The Doctors Who Cut Out Your Appendix to Fix Your Head

Article

In the early 20th century, British and American doctors looked for the causes of mental illnesses elsewhere in the body, with gruesome results.

In 1959 I had finished my last term at school and had 3 months of freedom before going off to university. So what did I do? Nothing dramatic. I cycled 3 miles from my home to Rubery Hill Hospital, formerly the Birmingham City Asylum (this is Birmingham, England, not Birmingham, Alabama), to ask if I could work there as a volunteer.

I was not accepted. The union representative said it would “undermine their negotiating position,” and so I left. But I did notice 1 thing while I was waiting there: the hospital was exceptionally clean. I now know the bloody story behind the cleanliness. Its main character was still present, just down the road, only a mile or 2 from my house.
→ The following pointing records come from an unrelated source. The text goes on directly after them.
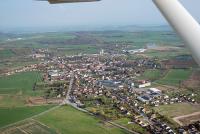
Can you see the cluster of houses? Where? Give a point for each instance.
(97, 77)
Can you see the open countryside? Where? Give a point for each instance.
(124, 84)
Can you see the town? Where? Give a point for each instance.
(110, 88)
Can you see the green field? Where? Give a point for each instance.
(19, 83)
(175, 76)
(6, 53)
(175, 110)
(151, 74)
(166, 54)
(12, 100)
(67, 120)
(12, 115)
(134, 126)
(29, 127)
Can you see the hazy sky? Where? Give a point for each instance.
(30, 13)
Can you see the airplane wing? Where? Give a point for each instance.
(183, 23)
(177, 16)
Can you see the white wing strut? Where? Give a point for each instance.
(183, 23)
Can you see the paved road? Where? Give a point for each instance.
(177, 119)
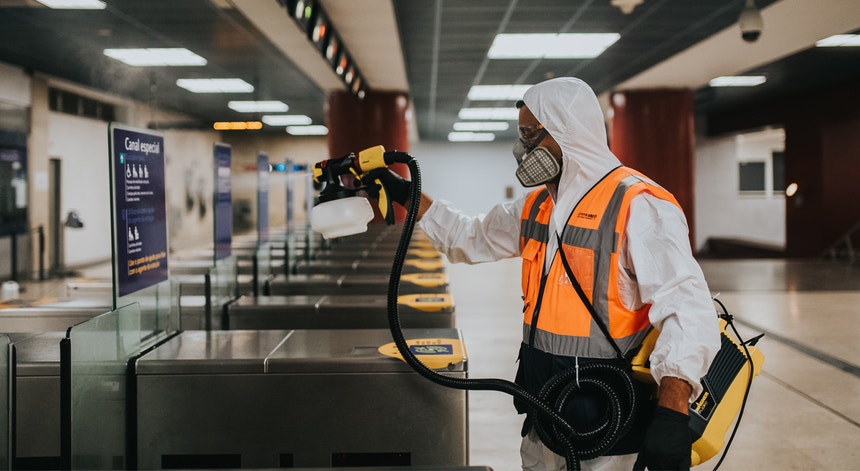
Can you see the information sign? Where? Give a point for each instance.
(139, 216)
(223, 202)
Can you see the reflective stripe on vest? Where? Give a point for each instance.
(591, 242)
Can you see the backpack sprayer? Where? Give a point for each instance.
(725, 388)
(341, 211)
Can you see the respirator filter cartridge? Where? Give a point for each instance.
(537, 167)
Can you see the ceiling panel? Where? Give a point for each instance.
(443, 47)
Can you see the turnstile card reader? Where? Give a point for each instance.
(354, 283)
(303, 398)
(338, 312)
(338, 267)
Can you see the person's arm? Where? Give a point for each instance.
(423, 205)
(667, 277)
(472, 239)
(675, 394)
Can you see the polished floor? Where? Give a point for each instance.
(803, 411)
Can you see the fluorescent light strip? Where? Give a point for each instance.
(840, 40)
(471, 136)
(505, 114)
(738, 81)
(258, 106)
(215, 85)
(497, 92)
(155, 57)
(551, 46)
(482, 126)
(74, 4)
(287, 120)
(316, 130)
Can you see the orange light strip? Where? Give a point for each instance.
(237, 125)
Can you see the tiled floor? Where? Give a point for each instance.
(803, 411)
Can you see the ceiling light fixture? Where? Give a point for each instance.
(471, 136)
(840, 40)
(497, 92)
(287, 120)
(74, 4)
(215, 85)
(502, 114)
(738, 81)
(551, 45)
(155, 57)
(315, 23)
(482, 126)
(314, 130)
(271, 106)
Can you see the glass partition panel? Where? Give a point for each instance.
(263, 255)
(5, 402)
(100, 349)
(225, 278)
(159, 311)
(224, 287)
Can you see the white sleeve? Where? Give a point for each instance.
(670, 279)
(474, 239)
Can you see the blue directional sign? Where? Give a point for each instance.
(223, 202)
(139, 215)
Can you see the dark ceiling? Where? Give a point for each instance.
(444, 45)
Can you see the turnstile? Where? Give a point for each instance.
(37, 400)
(303, 398)
(365, 266)
(354, 283)
(57, 316)
(338, 312)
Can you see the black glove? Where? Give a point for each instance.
(667, 441)
(397, 189)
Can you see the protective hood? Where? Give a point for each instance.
(568, 109)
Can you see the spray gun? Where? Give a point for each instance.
(340, 210)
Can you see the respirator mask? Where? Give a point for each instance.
(536, 165)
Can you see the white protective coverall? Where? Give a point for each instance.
(657, 265)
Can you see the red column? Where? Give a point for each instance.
(652, 131)
(380, 118)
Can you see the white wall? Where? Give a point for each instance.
(82, 147)
(472, 176)
(721, 211)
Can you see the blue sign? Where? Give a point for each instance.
(262, 198)
(223, 202)
(139, 215)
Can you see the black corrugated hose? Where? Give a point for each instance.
(555, 432)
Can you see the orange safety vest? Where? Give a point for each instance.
(555, 320)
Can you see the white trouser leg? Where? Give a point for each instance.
(537, 457)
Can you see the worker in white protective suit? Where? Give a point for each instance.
(646, 277)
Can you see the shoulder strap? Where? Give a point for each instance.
(586, 302)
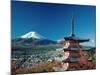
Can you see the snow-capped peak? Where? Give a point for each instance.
(32, 35)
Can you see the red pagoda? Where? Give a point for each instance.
(76, 58)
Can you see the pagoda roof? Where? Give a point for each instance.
(74, 38)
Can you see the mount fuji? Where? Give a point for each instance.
(31, 39)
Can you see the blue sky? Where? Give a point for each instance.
(53, 20)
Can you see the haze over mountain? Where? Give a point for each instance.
(32, 38)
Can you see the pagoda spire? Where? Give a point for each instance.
(72, 26)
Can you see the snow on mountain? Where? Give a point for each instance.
(32, 35)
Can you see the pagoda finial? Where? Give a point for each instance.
(72, 26)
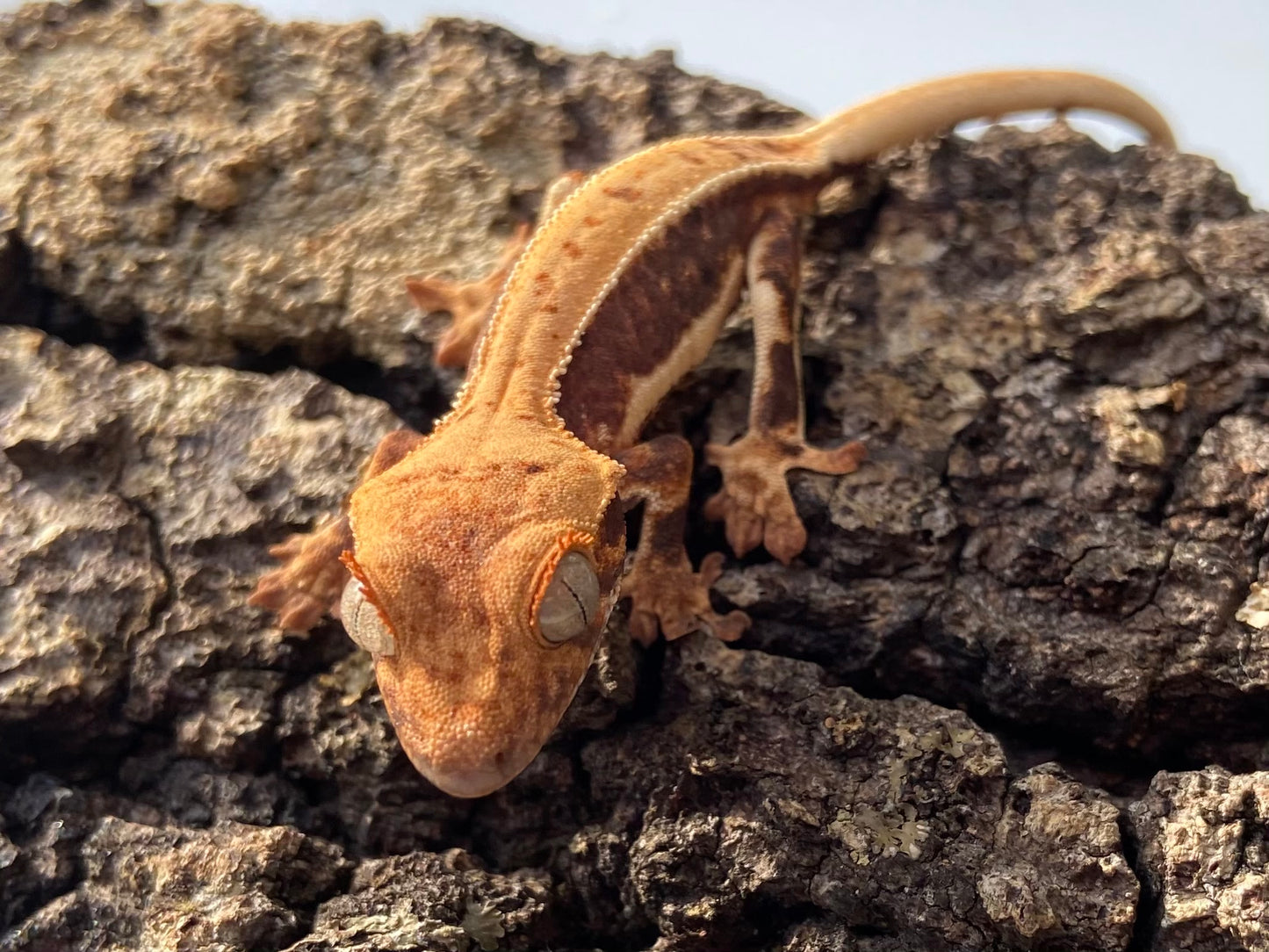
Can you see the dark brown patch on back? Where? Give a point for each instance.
(624, 193)
(658, 297)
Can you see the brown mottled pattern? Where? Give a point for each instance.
(656, 299)
(553, 288)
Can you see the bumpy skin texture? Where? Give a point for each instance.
(622, 291)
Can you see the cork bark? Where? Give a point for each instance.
(1014, 696)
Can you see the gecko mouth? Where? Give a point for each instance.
(475, 780)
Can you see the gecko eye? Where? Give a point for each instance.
(570, 601)
(363, 624)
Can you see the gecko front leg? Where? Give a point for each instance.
(663, 589)
(311, 576)
(754, 501)
(471, 302)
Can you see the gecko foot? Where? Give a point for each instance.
(755, 501)
(311, 578)
(665, 595)
(470, 302)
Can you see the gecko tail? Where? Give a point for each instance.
(935, 107)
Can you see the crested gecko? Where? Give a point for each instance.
(479, 563)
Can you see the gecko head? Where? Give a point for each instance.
(482, 575)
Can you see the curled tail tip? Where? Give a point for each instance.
(938, 105)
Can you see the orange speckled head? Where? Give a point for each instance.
(457, 547)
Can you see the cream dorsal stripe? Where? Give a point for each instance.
(858, 133)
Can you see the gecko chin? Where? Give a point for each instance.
(473, 780)
(471, 750)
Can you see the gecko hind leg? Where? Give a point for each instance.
(754, 501)
(471, 302)
(665, 595)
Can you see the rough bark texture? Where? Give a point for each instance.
(1056, 354)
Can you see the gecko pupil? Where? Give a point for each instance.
(570, 601)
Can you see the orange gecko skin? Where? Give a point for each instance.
(484, 559)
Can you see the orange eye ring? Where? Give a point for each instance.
(566, 592)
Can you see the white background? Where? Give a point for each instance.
(1205, 63)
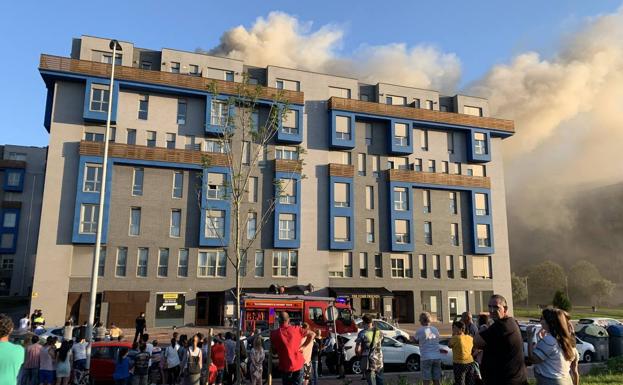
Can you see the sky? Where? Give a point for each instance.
(480, 34)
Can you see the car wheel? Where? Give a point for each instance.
(588, 357)
(413, 363)
(355, 366)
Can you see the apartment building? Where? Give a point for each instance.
(399, 204)
(22, 171)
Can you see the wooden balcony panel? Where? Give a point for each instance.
(292, 166)
(409, 176)
(117, 150)
(421, 114)
(342, 170)
(85, 67)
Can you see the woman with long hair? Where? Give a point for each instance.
(555, 351)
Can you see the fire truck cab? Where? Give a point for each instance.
(329, 315)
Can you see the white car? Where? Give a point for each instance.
(395, 353)
(388, 330)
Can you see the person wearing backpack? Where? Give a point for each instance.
(194, 362)
(368, 346)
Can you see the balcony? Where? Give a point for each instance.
(127, 151)
(89, 68)
(410, 176)
(412, 113)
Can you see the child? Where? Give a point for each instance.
(462, 361)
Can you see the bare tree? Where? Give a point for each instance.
(243, 141)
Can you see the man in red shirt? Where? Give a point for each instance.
(287, 342)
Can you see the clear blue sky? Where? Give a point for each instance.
(481, 33)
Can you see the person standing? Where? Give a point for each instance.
(427, 337)
(12, 354)
(555, 352)
(140, 326)
(31, 364)
(502, 345)
(462, 360)
(287, 342)
(368, 344)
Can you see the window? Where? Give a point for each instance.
(216, 186)
(431, 165)
(163, 263)
(251, 225)
(99, 98)
(480, 143)
(341, 195)
(463, 266)
(176, 223)
(450, 266)
(426, 201)
(436, 266)
(141, 264)
(215, 224)
(290, 122)
(131, 139)
(101, 263)
(212, 264)
(424, 139)
(361, 164)
(428, 233)
(9, 220)
(285, 263)
(342, 127)
(474, 111)
(369, 197)
(252, 189)
(368, 133)
(259, 263)
(369, 230)
(341, 231)
(182, 263)
(287, 226)
(400, 134)
(378, 265)
(92, 177)
(137, 181)
(454, 234)
(401, 200)
(122, 261)
(88, 218)
(481, 267)
(151, 138)
(143, 106)
(376, 165)
(178, 184)
(450, 137)
(93, 137)
(363, 265)
(482, 232)
(339, 92)
(422, 266)
(135, 221)
(286, 153)
(219, 113)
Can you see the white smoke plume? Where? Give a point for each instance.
(281, 39)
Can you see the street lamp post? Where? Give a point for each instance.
(115, 46)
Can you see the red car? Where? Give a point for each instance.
(104, 355)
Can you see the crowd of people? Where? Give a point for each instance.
(489, 351)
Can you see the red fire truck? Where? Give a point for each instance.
(260, 311)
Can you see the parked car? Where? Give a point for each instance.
(388, 330)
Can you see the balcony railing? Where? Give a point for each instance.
(405, 112)
(90, 68)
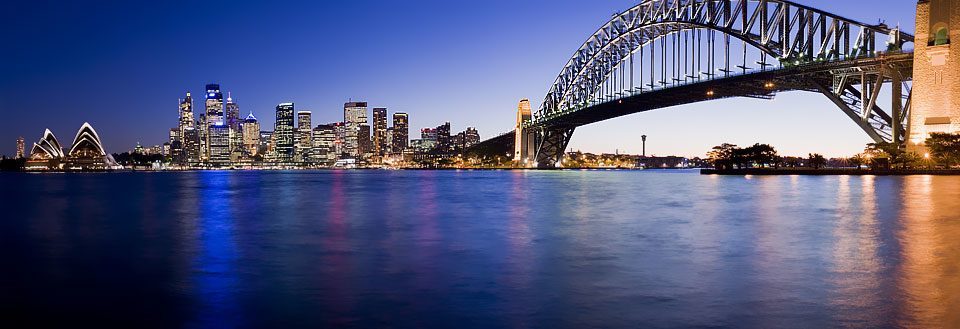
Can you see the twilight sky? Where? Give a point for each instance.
(122, 65)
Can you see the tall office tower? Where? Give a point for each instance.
(214, 111)
(339, 144)
(379, 131)
(471, 137)
(251, 135)
(305, 131)
(523, 139)
(191, 145)
(429, 134)
(936, 73)
(283, 133)
(388, 143)
(20, 146)
(266, 139)
(324, 139)
(364, 142)
(234, 124)
(186, 114)
(401, 131)
(202, 129)
(174, 135)
(444, 143)
(458, 141)
(219, 139)
(354, 115)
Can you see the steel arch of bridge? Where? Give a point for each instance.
(791, 35)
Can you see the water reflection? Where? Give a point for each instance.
(215, 273)
(929, 273)
(485, 249)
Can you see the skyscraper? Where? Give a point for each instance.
(364, 142)
(191, 145)
(214, 117)
(388, 142)
(187, 122)
(379, 131)
(340, 135)
(471, 137)
(251, 135)
(20, 146)
(354, 115)
(186, 114)
(305, 132)
(234, 124)
(283, 132)
(444, 142)
(219, 144)
(324, 138)
(401, 131)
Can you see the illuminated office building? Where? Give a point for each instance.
(401, 131)
(354, 115)
(283, 133)
(251, 135)
(304, 131)
(379, 131)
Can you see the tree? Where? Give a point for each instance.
(722, 156)
(817, 160)
(761, 154)
(857, 160)
(944, 148)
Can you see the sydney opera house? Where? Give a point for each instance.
(85, 153)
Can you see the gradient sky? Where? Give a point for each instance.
(122, 65)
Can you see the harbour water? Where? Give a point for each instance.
(479, 249)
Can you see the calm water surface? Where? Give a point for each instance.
(479, 249)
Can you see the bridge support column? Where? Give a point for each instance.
(551, 144)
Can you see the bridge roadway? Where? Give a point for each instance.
(835, 80)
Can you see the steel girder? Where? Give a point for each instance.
(781, 29)
(551, 144)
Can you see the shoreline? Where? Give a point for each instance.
(829, 172)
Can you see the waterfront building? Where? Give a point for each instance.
(339, 146)
(219, 139)
(20, 146)
(379, 131)
(46, 153)
(251, 135)
(201, 128)
(523, 138)
(428, 134)
(266, 144)
(86, 151)
(324, 141)
(388, 143)
(283, 133)
(936, 73)
(363, 140)
(354, 116)
(191, 145)
(186, 114)
(423, 145)
(401, 131)
(444, 142)
(304, 133)
(234, 124)
(471, 137)
(214, 117)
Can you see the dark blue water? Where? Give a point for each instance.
(478, 249)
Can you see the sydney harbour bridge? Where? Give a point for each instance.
(664, 53)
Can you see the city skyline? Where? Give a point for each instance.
(461, 80)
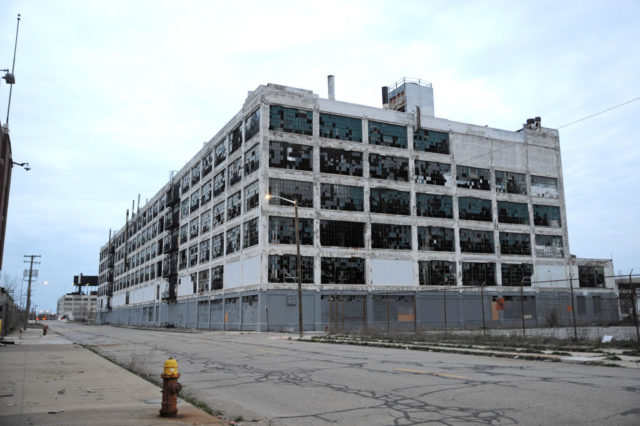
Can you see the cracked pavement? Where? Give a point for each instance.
(267, 378)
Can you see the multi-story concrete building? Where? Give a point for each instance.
(403, 218)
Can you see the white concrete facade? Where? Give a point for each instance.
(532, 152)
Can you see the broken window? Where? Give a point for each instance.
(431, 141)
(205, 222)
(205, 251)
(546, 216)
(436, 238)
(434, 205)
(513, 213)
(282, 230)
(510, 182)
(388, 167)
(387, 134)
(251, 196)
(477, 273)
(193, 255)
(195, 174)
(252, 160)
(205, 192)
(474, 241)
(302, 191)
(549, 246)
(341, 197)
(218, 214)
(591, 276)
(217, 277)
(542, 186)
(250, 237)
(341, 233)
(234, 172)
(514, 243)
(195, 201)
(390, 201)
(186, 180)
(470, 208)
(433, 173)
(207, 164)
(291, 120)
(340, 162)
(283, 268)
(252, 125)
(184, 208)
(217, 246)
(342, 270)
(234, 205)
(286, 155)
(473, 178)
(233, 240)
(184, 233)
(194, 227)
(218, 184)
(437, 272)
(235, 139)
(340, 127)
(221, 152)
(516, 274)
(390, 236)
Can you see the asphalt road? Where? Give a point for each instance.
(267, 376)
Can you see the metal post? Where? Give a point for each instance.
(484, 327)
(522, 304)
(573, 308)
(299, 267)
(633, 307)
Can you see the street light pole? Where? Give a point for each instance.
(298, 258)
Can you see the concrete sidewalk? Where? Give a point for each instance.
(48, 380)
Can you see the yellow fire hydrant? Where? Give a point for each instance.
(170, 388)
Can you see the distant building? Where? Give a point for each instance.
(403, 218)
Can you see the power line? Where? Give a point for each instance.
(598, 113)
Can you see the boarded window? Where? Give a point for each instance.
(470, 208)
(433, 173)
(390, 201)
(282, 230)
(436, 238)
(515, 243)
(437, 272)
(513, 213)
(342, 270)
(473, 178)
(286, 155)
(341, 233)
(291, 120)
(340, 127)
(341, 162)
(283, 268)
(474, 241)
(388, 167)
(434, 205)
(342, 197)
(431, 141)
(510, 182)
(477, 273)
(390, 236)
(387, 134)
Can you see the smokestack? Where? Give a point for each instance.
(332, 87)
(385, 97)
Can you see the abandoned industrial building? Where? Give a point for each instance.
(405, 220)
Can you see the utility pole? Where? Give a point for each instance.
(30, 277)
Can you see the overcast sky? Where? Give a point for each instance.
(110, 96)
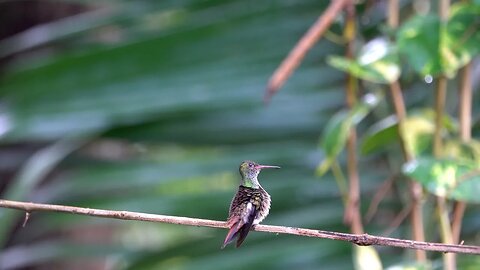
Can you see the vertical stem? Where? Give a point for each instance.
(416, 190)
(352, 211)
(393, 13)
(449, 259)
(445, 229)
(465, 111)
(440, 96)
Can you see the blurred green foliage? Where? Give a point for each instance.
(150, 106)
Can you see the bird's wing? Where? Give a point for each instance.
(242, 215)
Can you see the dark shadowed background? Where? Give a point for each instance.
(150, 106)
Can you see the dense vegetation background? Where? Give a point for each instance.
(150, 106)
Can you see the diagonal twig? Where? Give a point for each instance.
(296, 55)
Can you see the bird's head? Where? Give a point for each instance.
(249, 171)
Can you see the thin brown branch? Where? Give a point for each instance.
(415, 188)
(359, 239)
(449, 260)
(291, 62)
(352, 209)
(398, 220)
(378, 197)
(465, 119)
(393, 13)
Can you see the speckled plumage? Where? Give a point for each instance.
(250, 205)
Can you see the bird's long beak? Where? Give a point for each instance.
(267, 167)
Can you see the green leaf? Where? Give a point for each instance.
(366, 258)
(446, 178)
(418, 134)
(419, 40)
(377, 62)
(463, 37)
(337, 129)
(380, 135)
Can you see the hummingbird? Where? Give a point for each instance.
(250, 205)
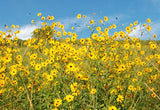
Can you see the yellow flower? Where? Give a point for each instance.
(149, 20)
(91, 22)
(128, 29)
(148, 28)
(98, 28)
(105, 18)
(37, 67)
(13, 26)
(2, 83)
(42, 18)
(135, 23)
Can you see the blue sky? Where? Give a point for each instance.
(21, 12)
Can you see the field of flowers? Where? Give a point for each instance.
(56, 70)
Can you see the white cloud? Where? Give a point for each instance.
(79, 24)
(146, 35)
(156, 3)
(138, 32)
(26, 31)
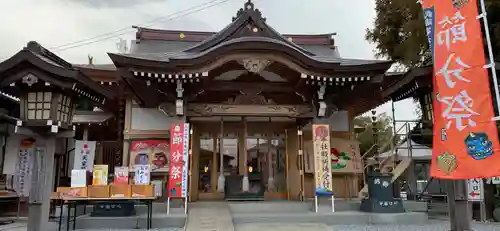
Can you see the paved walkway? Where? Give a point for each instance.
(210, 216)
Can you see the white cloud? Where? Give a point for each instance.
(56, 22)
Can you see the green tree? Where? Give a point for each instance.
(399, 31)
(385, 132)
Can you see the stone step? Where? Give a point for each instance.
(209, 216)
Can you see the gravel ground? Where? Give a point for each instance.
(435, 226)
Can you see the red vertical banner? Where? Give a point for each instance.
(465, 141)
(176, 160)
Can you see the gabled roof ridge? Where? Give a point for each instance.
(243, 16)
(38, 49)
(187, 32)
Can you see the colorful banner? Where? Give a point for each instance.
(465, 142)
(179, 160)
(100, 175)
(121, 175)
(322, 160)
(142, 174)
(84, 155)
(154, 152)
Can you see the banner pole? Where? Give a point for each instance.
(316, 204)
(333, 203)
(168, 205)
(490, 55)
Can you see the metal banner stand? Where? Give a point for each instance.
(491, 65)
(185, 205)
(333, 203)
(316, 204)
(168, 205)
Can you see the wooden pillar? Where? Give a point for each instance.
(121, 126)
(221, 180)
(293, 175)
(270, 171)
(245, 183)
(214, 167)
(195, 166)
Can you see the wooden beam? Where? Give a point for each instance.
(237, 86)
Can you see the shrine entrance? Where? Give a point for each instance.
(240, 158)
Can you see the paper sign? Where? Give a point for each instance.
(475, 189)
(142, 174)
(100, 176)
(78, 178)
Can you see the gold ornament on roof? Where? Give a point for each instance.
(447, 162)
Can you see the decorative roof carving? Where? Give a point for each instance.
(254, 65)
(250, 97)
(249, 7)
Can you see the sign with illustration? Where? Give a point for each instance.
(345, 156)
(142, 174)
(475, 189)
(84, 155)
(121, 175)
(100, 175)
(179, 160)
(22, 176)
(465, 136)
(154, 152)
(322, 160)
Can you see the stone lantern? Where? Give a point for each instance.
(43, 106)
(46, 88)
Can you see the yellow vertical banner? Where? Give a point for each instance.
(100, 175)
(322, 160)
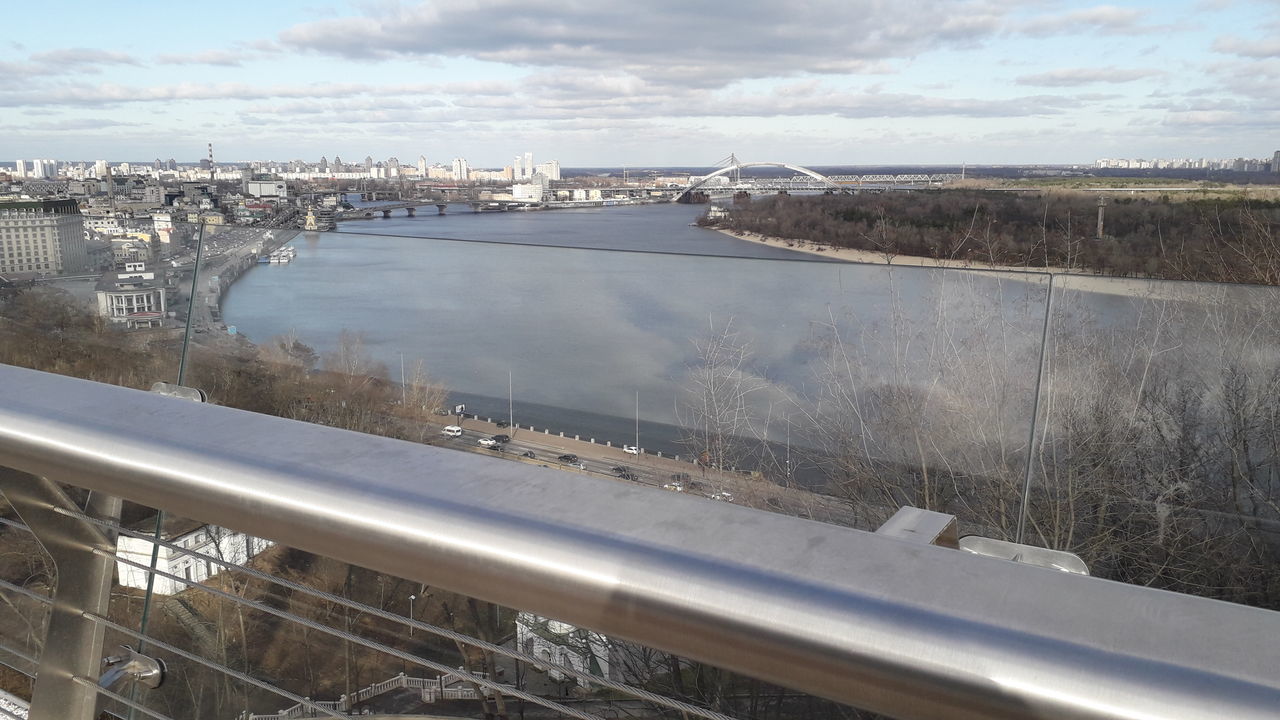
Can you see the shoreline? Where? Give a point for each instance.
(1064, 278)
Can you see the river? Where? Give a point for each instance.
(588, 308)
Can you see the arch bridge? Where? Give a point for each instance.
(805, 181)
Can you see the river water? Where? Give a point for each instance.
(585, 309)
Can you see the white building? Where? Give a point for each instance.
(534, 190)
(560, 645)
(461, 169)
(551, 169)
(133, 297)
(41, 236)
(163, 226)
(274, 190)
(222, 543)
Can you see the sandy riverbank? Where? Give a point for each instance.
(1063, 277)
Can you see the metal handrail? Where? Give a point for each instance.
(894, 627)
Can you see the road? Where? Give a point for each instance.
(599, 460)
(595, 459)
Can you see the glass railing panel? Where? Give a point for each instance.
(27, 580)
(259, 630)
(1156, 455)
Thomas Chivers Graves was born in 1883 in Cambridgeshire. He was the grandson of Stephen Chivers, the founder of the famous Chivers jams, but his family was not close enough to the successful fruit entrepreneurs, so Thomas grew up indigent. If his family had been wealthier, he would probably have had nothing to do with psychiatry, as he only went into the profession late.

He obtained his Fellowship of the Royal Colleges of Surgeons (FRCS) in 1914, expecting to become a surgeon. But after the war he concluded he did not have the financial resources to become a surgeon, changed over to psychiatry, quickly qualified, and became medical superintendent of Rubery Hill and Hollymoor Hospitals in Birmingham. In retrospect he did not change; he retained the thinking of a surgeon.

Focal sepsis

He developed the idea, together with Henry Cotton, a psychiatrist from Trenton, New Jersey, that mental illness was a reaction to illness elsewhere in the body, now encapsulated in the words “auto-toxicity” and “focal sepsis.” Cotton had trained in Europe and also at Johns Hopkins Hospital, where he was a pupil of Adolf Meyer, who was the dominant figure in American psychiatry in the early years of the 20th century.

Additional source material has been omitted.